Justice Ginsburg: Confirmations Should Be Less Contentious
Justice Ginsburg receives the ABA Medal.
Video from ABANow.org.
Justice Ruth Bader Ginsburg, appearing Monday before the ABA House of Delegates, called for a return to the less contentious U.S. Supreme Court confirmations that she experienced 17 years ago.
“May the Senate one day return to the collegial and bipartisan spirit that Justice [Stephen G.] Breyer and I had the good fortune to experience,” she said. Ginsburg was awarded the ABA Medal, the association’s highest honor.
“Without ABA support, I do not believe I would hold the good job I have today,” she told members of the House. She received the ABA’s highest rating when nominated for the U.S. Court of Appeals for the District of Columbia Circuit in 1980 by President Jimmy Carter.
“That rating made me invulnerable to attack as unqualified for the appointment,” she said.
Ginsburg was involved in several ABA leadership posts before she joined the bench. She joined the ABA Journal Board of Editors in 1972—the same year she joined the faculty of Columbia Law School. In 1978, she joined a 12-person ABA delegation on a visit to China at a time the country was only just opening to outsiders.
ABA leaders determined “it would not do to present as representatives of the association only white men of a certain age,” she recalled. She agreed to keep a diary of the trip—on which she was the only person to have her own room—in return for copies of her colleagues’ photographs. The diary, “American Bar Association Visits the People’s Republic of China” was published in the October 1978 issue of the ABA Journal.
“I have lived long enough to see great changes in our profession, and I appreciate beyond reckoning” the ABA award, she said.
She is only the fourth woman to receive the honor. The others were Shirley M. Hufstedler, a former U.S. secretary of education and appellate court judge in both state and federal systems; Sandra Day O’Connor, former associate justice of the Supreme Court; and Patricia M. Wald, former chief judge of the U.S. Court of Appeals for the District of Columbia Circuit.
Ginsburg was appointed to the Supreme Court in 1993, after having served 13 years on the D.C. Circuit. Before her appointment as a federal judge, she was a professor at Columbia Law School and at Rutgers School of Law–Newark—the latter in the early 1960s, when there were only 20 female law professors in the country.

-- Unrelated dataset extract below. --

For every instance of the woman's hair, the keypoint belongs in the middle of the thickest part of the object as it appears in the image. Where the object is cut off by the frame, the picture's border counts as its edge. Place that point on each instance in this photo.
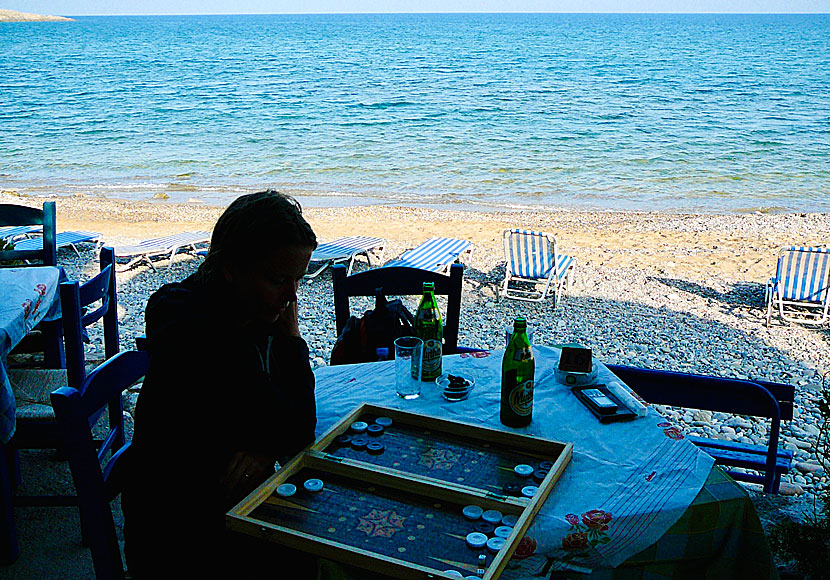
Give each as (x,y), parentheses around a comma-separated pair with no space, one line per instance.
(252,228)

She also was general counsel for the American Civil Liberties Union, served on its national board, and was counsel to the ACLU Women’s Rights Project, coinciding with her teaching at Columbia. While active with the ACLU, she argued six cases before the U.S. Supreme Court, and submitted briefs in 18 more.
She also held leadership positions in the American Law Institute, Association of the Bar of the City of New York and the Association of American Law Schools.
When she graduated from Columbia Law School in 1959, a Supreme Court justice refused to interview her for a clerkship because she was a woman, despite a glowing recommendation from the dean of Harvard Law School.